Le Temps des Médias, ne pouvait rester indifférent aux évolutions récentes de l'économie du secteur médiatique. Revue d'histoire elle s'efforce, dans ce numéro comme dans les précédents, d'analyser les racines des phénomènes actuels en remontant jusqu'aux époques anciennes. Fidèle à sa vocation, dans ce dossier sur « l'argent des médias » la revue cherche également à susciter la confrontation entre les professionnels et les chercheurs. En effet, il arrive bien souvent que les deux mondes ne parlent pas le même langage. C'est particulièrement le cas en économie : entre les acteurs du « business » médiatique et les observateurs universitaires, deux cultures s'affrontent, dont témoignent les grilles d'analyse différentes, aussi bien dans les articles que dans les entretiens réunis dans ce dossier.
Dès l'époque de Girardin, Louis Blanc avait posé le problème : « ainsi l'on venait transposer en un trafic vulgaire ce qui est une magistrature et presque un sacerdoce ». « La presse est une industrie avant d'être un sacerdoce », répondait Albert Thibaudet dans les années 1930. Pourtant, s'agit-il seulement de « vendre du temps de cerveau disponible » aux annonceurs comme le suggérait naguère le président de TF1 ? Le Temps des Médias se penche sur la question en donnant aux analyses actuelles la profondeur du champ historique.
Les médias ne sont pas des produits comme les autres. Les journaux ont longtemps été les supports essentiels du débat politique en démocratie ; ils le restent encore, même s'ils sont concurrencés par l'audiovisuel et les nouveaux médias. Car, en plus de deux siècles, la « sphère médiatique » s'est considérablement développée. En devenant plus nombreux et plus divers, en élargissant l'offre, les supports ont agi sur la demande, tandis que la culture de masse, que les médias contribuaient à développer, a fait naître de nouvelles attentes. L'information, notamment, restée longtemps l'apanage de la presse, a connu une inflation quantitative - pas forcément qualitative, cela reste l'objet de débats – alors même que les médias audiovisuels accroissaient l'offre de divertissements.
Les médias ne sont pas des produits comme les autres, mais ils sont également des produits et des services marchands. Les contenus médiatiques sont des prototypes qui coûtent très cher à fabriquer et qui, par conséquent, nécessitent un large volume de production pour bénéficier d'économies d'échelle. Pour que les produits médiatiques soient accessibles au plus grand nombre – l'information devant être accessible à tous – les prix de vente ne doivent pas constituer une barrière pour les consommateurs. Dès lors, les médias se sont tournés vers une seconde source de recettes, la publicité, qui vient compléter ou remplacer les recettes issues de la vente au numéro, de l'abonnement ou du paiement d'une redevance.

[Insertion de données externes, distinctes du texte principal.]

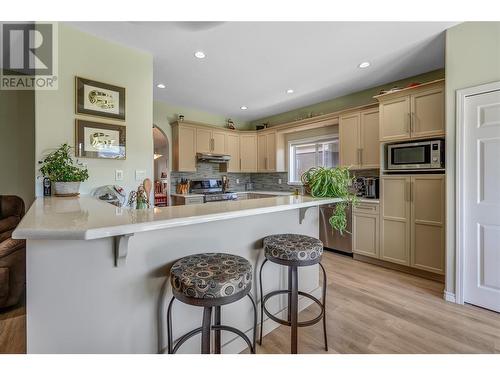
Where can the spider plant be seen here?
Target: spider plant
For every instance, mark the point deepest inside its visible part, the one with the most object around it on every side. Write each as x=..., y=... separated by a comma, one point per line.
x=323, y=182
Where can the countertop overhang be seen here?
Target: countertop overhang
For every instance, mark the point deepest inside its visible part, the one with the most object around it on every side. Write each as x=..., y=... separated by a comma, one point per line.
x=87, y=218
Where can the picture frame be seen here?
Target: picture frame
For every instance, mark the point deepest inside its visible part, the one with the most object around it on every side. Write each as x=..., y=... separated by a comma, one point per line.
x=100, y=140
x=99, y=99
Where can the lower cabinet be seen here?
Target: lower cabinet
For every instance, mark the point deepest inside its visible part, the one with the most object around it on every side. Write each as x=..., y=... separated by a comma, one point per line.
x=365, y=224
x=412, y=221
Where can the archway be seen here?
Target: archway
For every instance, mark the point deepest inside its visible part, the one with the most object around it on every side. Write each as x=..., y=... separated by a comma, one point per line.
x=161, y=172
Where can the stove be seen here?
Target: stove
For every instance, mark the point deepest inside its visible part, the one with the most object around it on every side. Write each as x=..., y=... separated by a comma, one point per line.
x=212, y=190
x=220, y=196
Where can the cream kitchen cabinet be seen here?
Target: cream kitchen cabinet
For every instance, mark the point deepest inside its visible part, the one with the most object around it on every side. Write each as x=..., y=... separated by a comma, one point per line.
x=427, y=250
x=266, y=152
x=210, y=141
x=248, y=153
x=412, y=221
x=395, y=219
x=184, y=148
x=412, y=113
x=359, y=141
x=365, y=226
x=233, y=150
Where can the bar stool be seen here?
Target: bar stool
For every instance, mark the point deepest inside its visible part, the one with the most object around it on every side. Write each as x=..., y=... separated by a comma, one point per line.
x=293, y=250
x=210, y=280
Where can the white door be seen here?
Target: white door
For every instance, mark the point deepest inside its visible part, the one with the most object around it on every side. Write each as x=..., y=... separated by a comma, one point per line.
x=481, y=199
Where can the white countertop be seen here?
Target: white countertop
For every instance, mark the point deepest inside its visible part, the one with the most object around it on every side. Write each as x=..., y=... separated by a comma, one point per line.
x=87, y=218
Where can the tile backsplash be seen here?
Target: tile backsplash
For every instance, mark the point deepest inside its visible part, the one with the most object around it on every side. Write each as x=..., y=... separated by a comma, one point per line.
x=260, y=181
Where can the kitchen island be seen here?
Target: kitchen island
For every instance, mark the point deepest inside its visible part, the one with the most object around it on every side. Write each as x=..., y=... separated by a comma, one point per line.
x=98, y=275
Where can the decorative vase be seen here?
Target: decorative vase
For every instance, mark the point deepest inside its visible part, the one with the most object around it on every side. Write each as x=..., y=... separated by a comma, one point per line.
x=66, y=189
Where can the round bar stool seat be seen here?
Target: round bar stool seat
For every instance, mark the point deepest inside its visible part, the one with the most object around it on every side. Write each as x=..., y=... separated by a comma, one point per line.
x=210, y=280
x=293, y=250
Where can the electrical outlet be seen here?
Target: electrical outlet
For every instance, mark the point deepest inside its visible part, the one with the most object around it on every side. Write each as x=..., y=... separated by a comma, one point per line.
x=118, y=175
x=140, y=174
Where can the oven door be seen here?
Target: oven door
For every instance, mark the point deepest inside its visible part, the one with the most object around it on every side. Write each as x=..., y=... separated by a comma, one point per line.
x=409, y=156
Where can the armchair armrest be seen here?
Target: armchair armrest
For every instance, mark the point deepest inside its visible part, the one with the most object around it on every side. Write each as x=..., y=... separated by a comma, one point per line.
x=8, y=223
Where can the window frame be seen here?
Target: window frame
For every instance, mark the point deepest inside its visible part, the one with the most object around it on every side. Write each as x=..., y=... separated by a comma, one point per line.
x=305, y=141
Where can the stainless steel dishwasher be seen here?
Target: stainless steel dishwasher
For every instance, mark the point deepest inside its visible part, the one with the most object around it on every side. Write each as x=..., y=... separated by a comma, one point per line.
x=331, y=238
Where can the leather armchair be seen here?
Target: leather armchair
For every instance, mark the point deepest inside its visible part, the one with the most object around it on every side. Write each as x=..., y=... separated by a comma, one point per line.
x=12, y=252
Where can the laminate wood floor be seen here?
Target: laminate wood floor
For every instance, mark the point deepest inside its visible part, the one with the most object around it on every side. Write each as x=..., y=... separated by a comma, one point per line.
x=369, y=310
x=376, y=310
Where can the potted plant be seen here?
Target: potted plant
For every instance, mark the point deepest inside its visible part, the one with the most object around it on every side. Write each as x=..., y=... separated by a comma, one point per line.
x=63, y=171
x=332, y=183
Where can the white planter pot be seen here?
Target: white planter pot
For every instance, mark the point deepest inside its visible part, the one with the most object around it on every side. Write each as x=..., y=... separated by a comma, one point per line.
x=66, y=188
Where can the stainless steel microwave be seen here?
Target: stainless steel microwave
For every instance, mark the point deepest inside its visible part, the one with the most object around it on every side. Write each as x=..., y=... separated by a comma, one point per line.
x=416, y=155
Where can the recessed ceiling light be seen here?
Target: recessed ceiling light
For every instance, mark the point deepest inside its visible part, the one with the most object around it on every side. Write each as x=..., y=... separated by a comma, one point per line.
x=199, y=54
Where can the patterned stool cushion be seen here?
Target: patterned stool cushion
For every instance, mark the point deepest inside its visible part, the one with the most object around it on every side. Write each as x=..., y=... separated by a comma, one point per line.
x=293, y=247
x=210, y=275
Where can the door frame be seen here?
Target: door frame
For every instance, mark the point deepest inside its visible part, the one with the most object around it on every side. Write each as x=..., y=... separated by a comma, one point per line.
x=461, y=95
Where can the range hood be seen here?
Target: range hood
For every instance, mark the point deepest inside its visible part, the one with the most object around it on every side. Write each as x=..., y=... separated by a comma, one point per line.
x=212, y=158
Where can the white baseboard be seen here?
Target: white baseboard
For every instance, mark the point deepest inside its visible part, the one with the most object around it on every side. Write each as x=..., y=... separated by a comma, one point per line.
x=450, y=297
x=237, y=345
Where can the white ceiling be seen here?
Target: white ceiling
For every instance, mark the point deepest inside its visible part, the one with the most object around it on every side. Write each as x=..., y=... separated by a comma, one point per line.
x=254, y=63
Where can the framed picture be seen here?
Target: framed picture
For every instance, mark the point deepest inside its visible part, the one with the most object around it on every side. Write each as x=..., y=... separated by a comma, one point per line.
x=99, y=99
x=98, y=140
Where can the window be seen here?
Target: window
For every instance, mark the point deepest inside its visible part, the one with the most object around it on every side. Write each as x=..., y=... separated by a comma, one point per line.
x=304, y=154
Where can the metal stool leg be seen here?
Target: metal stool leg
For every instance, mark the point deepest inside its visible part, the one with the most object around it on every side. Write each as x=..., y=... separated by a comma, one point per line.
x=324, y=306
x=217, y=317
x=169, y=326
x=289, y=293
x=294, y=308
x=254, y=338
x=261, y=301
x=205, y=330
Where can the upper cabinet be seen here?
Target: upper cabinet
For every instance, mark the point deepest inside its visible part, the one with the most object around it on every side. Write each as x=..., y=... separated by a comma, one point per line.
x=248, y=153
x=266, y=152
x=211, y=141
x=415, y=112
x=233, y=150
x=184, y=148
x=359, y=141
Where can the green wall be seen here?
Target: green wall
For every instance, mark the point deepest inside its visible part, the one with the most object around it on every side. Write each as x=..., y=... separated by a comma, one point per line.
x=472, y=59
x=346, y=101
x=84, y=55
x=17, y=144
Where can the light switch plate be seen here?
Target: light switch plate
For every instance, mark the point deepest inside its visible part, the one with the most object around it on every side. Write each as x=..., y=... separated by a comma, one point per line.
x=118, y=175
x=140, y=174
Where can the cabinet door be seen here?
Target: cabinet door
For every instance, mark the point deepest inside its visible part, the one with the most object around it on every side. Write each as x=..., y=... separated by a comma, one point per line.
x=395, y=219
x=427, y=111
x=219, y=142
x=427, y=222
x=186, y=149
x=349, y=140
x=395, y=119
x=233, y=150
x=203, y=140
x=271, y=152
x=369, y=139
x=262, y=152
x=365, y=234
x=248, y=153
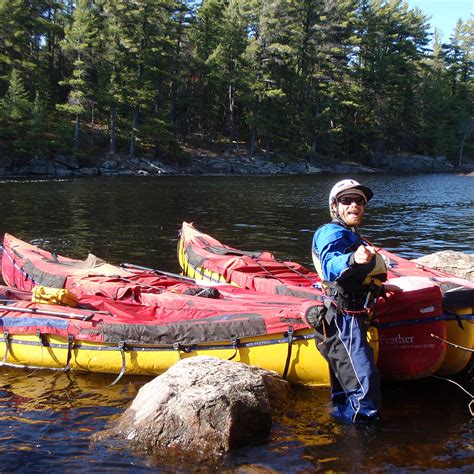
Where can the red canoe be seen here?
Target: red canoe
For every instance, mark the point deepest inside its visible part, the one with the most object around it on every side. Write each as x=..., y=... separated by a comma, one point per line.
x=410, y=324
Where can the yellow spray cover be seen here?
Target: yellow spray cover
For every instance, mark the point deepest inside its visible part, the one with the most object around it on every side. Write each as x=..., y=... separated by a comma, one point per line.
x=47, y=295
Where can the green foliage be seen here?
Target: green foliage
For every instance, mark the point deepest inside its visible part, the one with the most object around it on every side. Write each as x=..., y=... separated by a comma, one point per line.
x=330, y=79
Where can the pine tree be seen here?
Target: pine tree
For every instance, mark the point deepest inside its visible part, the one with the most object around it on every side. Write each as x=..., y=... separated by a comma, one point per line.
x=15, y=114
x=79, y=43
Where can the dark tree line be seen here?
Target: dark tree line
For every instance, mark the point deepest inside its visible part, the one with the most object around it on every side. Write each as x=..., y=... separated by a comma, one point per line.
x=321, y=78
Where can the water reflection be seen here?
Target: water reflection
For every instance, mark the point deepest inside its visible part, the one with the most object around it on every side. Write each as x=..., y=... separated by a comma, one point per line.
x=47, y=418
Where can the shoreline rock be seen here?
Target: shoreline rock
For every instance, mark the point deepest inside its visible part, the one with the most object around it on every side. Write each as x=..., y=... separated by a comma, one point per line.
x=459, y=264
x=202, y=407
x=226, y=165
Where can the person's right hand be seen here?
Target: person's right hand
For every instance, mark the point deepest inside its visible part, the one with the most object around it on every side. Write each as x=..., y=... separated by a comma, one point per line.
x=364, y=254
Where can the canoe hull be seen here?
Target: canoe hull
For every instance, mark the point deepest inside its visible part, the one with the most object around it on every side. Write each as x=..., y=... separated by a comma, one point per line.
x=305, y=365
x=411, y=340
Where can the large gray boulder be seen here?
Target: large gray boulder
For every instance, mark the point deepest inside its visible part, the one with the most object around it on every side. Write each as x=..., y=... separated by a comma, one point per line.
x=203, y=406
x=457, y=263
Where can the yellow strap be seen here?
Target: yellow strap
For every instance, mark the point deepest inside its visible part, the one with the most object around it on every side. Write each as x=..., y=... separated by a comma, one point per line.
x=47, y=295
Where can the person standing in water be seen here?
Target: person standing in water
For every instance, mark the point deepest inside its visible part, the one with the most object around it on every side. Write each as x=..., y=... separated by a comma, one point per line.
x=352, y=273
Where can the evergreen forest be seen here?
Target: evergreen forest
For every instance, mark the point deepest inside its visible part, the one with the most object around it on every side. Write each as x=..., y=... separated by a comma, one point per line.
x=331, y=79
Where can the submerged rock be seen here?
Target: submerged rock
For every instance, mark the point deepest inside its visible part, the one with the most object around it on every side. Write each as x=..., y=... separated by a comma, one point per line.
x=203, y=406
x=459, y=264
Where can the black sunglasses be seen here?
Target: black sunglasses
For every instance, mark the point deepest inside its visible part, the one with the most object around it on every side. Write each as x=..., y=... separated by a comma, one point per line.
x=346, y=200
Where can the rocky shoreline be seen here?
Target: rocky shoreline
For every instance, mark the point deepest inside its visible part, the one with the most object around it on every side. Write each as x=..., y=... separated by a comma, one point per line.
x=227, y=165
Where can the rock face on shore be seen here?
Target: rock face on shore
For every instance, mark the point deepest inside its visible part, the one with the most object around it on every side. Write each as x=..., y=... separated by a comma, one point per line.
x=227, y=164
x=457, y=263
x=203, y=406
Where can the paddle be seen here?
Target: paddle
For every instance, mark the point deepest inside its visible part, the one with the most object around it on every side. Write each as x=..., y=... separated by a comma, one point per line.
x=59, y=314
x=160, y=272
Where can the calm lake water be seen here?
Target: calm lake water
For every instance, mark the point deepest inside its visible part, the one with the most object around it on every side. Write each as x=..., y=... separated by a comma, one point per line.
x=47, y=419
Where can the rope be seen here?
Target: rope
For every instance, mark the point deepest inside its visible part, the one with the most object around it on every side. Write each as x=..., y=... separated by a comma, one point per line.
x=471, y=403
x=457, y=346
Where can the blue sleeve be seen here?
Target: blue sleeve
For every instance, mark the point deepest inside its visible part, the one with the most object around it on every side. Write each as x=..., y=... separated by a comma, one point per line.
x=334, y=245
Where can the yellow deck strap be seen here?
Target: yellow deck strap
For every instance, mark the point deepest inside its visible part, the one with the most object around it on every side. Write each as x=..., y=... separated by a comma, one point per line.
x=235, y=345
x=70, y=345
x=291, y=333
x=6, y=338
x=48, y=295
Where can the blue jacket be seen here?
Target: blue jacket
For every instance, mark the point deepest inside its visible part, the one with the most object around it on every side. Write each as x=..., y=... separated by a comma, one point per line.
x=334, y=246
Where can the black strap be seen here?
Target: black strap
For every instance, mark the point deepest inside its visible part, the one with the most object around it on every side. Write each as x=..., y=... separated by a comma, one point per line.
x=42, y=339
x=177, y=347
x=291, y=333
x=70, y=346
x=123, y=347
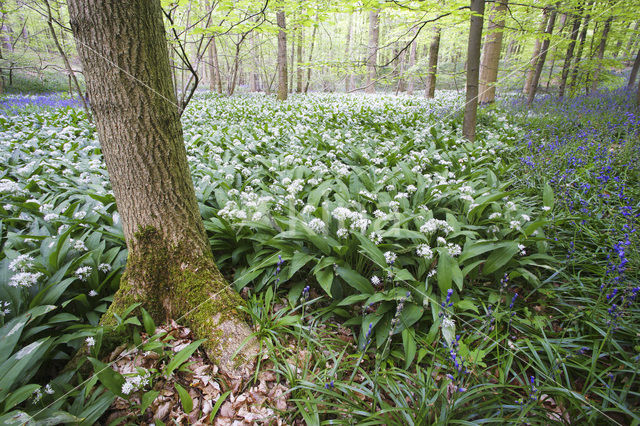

Ainsi, en 2005, les annonceurs ont dépensé près de 20 milliards d'euros (investissements publicitaires bruts, source : TNS Média Intelligence) afin de faire la promotion de leurs produits sur les divers supports médiatiques : télévision, radio, presse écrite, Internet, cinéma et affichage. Cette intrusion de la publicité dans les médias, même si elle est fort ancienne, a beaucoup évolué et n'est pas sans poser problème. De façon générale, l'interaction entre les médias et la publicité a des incidences sur le pluralisme et sur la diversité des contenus. Le financement par la publicité induit en outre une extension de la culture de la gratuité. Nombre de médias peuvent être accessibles gratuitement par les consommateurs parce que les contenus sont financés entièrement par la publicité : télévision hertzienne analogique puis numérique, sites Internet, journaux gratuits, radios… Ainsi apparaissent de nouveaux modèles économiques qui modifient le paysage médiatique et ses équilibres toujours fragiles.
Depuis qu'Émile de Girardin a inventé la presse à bon marché dans les années 1830, les médias vivent de l'argent de leurs acheteurs, de celui de la publicité et de celui de « mécènes » publics ou privés. Selon les époques et selon les médias, ces trois sources de revenus prennent plus ou moins d'importance. Gilles Feyel, à partir des calculs de Girardin confrontés aux sources d'archives, se penche sur les coûts de la presse à bon marché. Si les entreprises médiatiques prospèrent souvent grâce à la satisfaction de leur public, il arrive que la corruption et la vénalité biaise l'économie des médias. Cette réalité fait débat, aussi bien dans le monde anglo-saxon qu'en France, notamment de la Belle Epoque à la Libération. Marc Martin revisite ce qu'il est convenu d'appeler « l'abominable vénalité de la presse française ». à la même époque, Lord Northcliffe, un magnat de la presse britannique étudié par Michael Palmer, tente de gérer au mieux les conflits entre publicité et information. Ce double marché est étudié par Nathalie Sonnac dans une perspective plus contemporaine.
La fragilité de l'économie des médias conduit parfois les entreprises à demander des aides de l'État et à s'organiser en lobbies pour obtenir ces aides : Patrick Le Floch explique cette régulation dans la presse française. Cependant, le marché de la presse en Europe demeure d'une grande diversité, phénomène observé par Henri Pigeat et Jean-Charles Paracuellos. Dans ces évolutions, les journalistes demeurent avant tout des salariés dont Valérie Devillard étudie les rémunérations. Les interventions récentes de la presse gratuite d'information et des fonds d'investissements dans la presse quotidienne sont éclairées par des entretiens avec Pierre-Jean Bozo, président de 20 Minutes, et avec Jean-Clément Texier, conseil financier.
Depuis un quart de siècle, l'essor de la télévision, étudié par Patrick Eveno, a bouleversé le paysage médiatique, d'abord en devenant un secteur publicitaire majeur, puis en s'emparant du cinéma pour en faire un produit d'appel. Laurent Creton fait le point sur les convergences entre cinéma et télévision en France, tandis que Yannick Dehée mesure le rôle des « blockbusters » dans le financement d'Hollywood. La percée fulgurante d'Internet accentue les mouvements économiques dans la sphère médiatique, parce que ce nouveau média demeure pour certaines entreprises un gouffre financier analysé par Danièle Attias, et que, dans le même temps, il favorise l'émergence de nouvelles pratiques et de nouveaux acteurs. Les médias sont ainsi devenus un pôle d'activité où, selon Bernard Miège, Philippe Bouquillion et Claire Morizet, la concurrence cède graduellement la place à la concentration. Enfin, Robert G. Picard examine les conséquences sur les contenus du recours aux formes les plus sophistiquées du management et du marketing. Ce riche dossier, quoique forcément incomplet, laisse augurer de nouvelles transformations dans l'économie des médias. Un combat de titans entre les différents médias et entre les groupes se profile donc en ce début de xxie siècle ; il plonge ses racines dans une histoire pluriséculaire, que nous cherchons à éclairer.